Juridische Beoordeling van Correctie bij Valse Informatie in Huurverlaging
Inleiding
De vraag of een verhuurder twee jaar na een procedure van huurverlaging, waarin de huurder valse informatie heeft gegeven, nog een correctie kan krijgen, is complex en hangt af van verschillende juridische factoren. Hieronder geef ik een overzicht van de relevante juridische overwegingen.
Verjaringstermijn en Betwisting
Verjaringstermijn: In Nederland is de termijn voor het indienen van een rechtsvordering doorgaans vijf jaar, te rekenen vanaf het moment dat men bekend is met de feiten waarop de vordering is gebaseerd.

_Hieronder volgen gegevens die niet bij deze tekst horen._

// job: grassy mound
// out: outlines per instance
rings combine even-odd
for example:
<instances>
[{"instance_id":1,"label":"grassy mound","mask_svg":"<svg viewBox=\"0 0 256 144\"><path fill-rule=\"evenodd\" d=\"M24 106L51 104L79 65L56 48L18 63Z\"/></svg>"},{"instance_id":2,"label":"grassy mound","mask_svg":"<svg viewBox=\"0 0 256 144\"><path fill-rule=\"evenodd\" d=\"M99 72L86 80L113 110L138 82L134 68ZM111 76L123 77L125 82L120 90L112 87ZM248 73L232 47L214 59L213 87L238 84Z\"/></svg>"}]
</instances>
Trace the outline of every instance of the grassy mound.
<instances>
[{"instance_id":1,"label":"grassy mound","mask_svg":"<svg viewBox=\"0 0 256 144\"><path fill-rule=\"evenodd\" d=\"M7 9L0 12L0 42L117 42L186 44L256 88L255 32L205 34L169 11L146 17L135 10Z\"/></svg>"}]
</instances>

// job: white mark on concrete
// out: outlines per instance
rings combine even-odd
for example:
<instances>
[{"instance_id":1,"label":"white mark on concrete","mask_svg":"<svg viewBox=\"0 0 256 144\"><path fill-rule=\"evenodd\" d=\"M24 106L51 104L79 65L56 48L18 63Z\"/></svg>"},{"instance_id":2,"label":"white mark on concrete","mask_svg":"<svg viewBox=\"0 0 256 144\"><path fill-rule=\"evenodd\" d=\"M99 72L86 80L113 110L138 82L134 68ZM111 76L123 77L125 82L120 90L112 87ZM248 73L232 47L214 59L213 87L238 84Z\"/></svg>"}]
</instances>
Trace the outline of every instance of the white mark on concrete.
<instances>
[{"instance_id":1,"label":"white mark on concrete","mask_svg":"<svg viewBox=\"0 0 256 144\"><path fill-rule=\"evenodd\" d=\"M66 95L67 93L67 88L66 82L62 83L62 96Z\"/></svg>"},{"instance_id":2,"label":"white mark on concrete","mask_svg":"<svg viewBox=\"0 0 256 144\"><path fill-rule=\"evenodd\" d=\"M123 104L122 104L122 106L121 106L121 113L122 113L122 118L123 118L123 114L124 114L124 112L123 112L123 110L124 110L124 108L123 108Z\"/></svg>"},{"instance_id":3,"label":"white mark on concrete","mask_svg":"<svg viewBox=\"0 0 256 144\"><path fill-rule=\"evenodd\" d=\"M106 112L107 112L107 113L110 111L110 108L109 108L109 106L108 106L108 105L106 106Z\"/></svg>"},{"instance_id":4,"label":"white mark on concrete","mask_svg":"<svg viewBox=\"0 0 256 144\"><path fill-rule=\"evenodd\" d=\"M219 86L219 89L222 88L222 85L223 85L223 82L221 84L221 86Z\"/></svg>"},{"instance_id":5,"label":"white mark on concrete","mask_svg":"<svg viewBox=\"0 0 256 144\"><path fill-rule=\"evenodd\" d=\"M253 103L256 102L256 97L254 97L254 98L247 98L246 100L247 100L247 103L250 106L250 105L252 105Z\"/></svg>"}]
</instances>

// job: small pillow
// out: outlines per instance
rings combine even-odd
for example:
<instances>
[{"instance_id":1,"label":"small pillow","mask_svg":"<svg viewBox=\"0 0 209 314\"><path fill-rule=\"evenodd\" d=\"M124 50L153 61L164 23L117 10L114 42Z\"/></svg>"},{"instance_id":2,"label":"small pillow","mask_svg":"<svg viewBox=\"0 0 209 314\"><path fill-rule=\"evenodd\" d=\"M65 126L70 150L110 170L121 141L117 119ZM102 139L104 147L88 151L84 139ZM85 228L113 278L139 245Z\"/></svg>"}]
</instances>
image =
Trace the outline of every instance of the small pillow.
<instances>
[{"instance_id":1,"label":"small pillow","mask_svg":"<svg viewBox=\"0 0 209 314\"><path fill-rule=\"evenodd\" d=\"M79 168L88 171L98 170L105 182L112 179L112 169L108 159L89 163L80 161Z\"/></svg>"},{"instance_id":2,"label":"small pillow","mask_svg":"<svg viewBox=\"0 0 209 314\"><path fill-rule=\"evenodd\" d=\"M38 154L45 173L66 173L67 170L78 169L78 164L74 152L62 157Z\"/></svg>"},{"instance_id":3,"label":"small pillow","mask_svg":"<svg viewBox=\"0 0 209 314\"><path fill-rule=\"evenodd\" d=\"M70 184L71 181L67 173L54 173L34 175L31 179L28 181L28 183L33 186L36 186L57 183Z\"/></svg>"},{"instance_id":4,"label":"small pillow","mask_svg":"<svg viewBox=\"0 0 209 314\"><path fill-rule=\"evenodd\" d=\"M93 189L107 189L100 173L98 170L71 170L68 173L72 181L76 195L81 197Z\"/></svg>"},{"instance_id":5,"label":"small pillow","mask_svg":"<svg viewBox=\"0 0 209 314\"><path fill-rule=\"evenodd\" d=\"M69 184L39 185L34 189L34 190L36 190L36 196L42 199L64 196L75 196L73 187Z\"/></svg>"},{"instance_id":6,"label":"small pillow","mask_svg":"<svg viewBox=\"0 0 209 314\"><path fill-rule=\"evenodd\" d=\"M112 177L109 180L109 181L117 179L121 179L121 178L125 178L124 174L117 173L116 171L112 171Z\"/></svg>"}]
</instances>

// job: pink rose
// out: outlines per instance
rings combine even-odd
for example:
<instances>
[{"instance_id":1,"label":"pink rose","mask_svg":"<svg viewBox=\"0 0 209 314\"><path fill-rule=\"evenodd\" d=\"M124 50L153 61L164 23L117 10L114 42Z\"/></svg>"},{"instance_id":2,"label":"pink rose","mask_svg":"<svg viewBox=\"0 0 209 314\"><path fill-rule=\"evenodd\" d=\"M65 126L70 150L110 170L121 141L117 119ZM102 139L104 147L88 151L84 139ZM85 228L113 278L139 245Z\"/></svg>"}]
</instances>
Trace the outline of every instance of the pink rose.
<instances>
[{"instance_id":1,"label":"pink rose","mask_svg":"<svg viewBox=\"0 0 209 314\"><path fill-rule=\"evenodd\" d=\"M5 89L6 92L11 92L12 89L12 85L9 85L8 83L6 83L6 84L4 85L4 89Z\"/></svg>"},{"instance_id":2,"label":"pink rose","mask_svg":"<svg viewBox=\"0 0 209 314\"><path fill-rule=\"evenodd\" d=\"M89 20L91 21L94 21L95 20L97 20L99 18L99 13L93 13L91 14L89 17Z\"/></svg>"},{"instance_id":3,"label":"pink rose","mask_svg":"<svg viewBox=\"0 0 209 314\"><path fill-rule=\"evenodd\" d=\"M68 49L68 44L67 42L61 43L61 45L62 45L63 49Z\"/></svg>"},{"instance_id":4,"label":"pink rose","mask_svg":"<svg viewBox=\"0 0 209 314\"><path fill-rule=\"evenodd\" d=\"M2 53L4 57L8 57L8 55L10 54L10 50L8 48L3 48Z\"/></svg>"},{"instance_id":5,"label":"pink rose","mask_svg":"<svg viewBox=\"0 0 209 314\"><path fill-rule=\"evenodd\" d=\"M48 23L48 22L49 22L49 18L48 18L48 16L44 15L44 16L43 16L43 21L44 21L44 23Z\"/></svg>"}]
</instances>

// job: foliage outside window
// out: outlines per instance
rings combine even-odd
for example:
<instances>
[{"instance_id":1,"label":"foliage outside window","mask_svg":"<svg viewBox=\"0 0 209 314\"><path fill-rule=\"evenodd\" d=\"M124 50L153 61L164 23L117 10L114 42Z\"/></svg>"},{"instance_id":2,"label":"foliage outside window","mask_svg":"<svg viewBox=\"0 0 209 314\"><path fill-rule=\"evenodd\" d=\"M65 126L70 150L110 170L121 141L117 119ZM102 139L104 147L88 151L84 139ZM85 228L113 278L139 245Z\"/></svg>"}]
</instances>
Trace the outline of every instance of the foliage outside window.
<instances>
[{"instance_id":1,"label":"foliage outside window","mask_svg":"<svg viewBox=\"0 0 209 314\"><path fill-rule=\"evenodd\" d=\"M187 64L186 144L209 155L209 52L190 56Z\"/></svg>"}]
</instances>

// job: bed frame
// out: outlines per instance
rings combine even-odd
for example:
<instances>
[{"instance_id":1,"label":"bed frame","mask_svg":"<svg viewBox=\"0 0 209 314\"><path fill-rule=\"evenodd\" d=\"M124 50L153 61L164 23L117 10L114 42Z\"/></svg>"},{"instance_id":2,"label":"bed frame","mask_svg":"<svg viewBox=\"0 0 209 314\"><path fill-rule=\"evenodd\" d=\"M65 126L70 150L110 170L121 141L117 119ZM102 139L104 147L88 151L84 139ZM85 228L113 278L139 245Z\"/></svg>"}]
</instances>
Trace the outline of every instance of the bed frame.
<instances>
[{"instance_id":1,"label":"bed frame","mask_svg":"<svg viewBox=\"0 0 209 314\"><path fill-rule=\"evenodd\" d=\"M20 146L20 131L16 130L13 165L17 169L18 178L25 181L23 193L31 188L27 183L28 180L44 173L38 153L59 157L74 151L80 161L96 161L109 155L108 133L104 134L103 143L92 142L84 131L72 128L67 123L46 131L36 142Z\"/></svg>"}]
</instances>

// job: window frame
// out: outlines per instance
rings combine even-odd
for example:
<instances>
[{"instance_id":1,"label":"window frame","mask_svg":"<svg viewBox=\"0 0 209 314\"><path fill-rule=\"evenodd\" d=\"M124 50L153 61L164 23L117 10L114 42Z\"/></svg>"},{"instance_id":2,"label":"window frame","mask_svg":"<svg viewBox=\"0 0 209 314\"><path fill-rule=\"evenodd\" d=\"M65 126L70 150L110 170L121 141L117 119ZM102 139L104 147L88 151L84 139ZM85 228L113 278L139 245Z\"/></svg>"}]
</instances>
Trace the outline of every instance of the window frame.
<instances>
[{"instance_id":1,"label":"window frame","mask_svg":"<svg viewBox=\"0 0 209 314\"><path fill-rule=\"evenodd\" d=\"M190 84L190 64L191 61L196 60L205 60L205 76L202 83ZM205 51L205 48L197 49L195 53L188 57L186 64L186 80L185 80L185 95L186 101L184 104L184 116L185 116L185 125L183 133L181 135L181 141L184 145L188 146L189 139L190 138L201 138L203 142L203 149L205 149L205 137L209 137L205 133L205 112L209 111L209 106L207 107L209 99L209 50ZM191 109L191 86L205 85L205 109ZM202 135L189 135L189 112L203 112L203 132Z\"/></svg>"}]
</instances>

In dit geval zou dat het moment zijn waarop de verhuurder ontdekte dat de huurder valse informatie heeft verstrekt.
Herziening van de uitspraak: Als de huurverlaging is gebaseerd op een rechterlijke uitspraak, kan de verhuurder mogelijk een herziening van de uitspraak aanvragen. Dit moet echter binnen drie maanden na ontdekking van de nieuwe feiten gebeuren. De verhuurder zou moeten aantonen dat de valse informatie essentieel was voor de oorspronkelijke beslissing.
Fraude en Misleiding
Fraude: Als de huurder opzettelijk valse informatie heeft verstrekt, kan dit beschouwd worden als fraude. De verhuurder zou een civiele procedure kunnen starten op basis van dwaling of bedrog om de oorspronkelijke beslissing aan te vechten of schadevergoeding te eisen.
Bewijsvoering: De verhuurder zal moeten bewijzen dat de informatie inderdaad vals was en dat deze informatie een aanzienlijke invloed heeft gehad op de beslissing van de huurverlaging.
Conclusie
De mogelijkheid voor een verhuurder om na twee jaar nog correctie te krijgen hangt af van de specifieke omstandigheden van het geval, waaronder de aard van de valse informatie en het moment waarop deze werd ontdekt. Juridisch advies van een advocaat is aan te raden om de haalbaarheid van een dergelijke correctie te beoordelen en de juiste juridische stappen te ondernemen.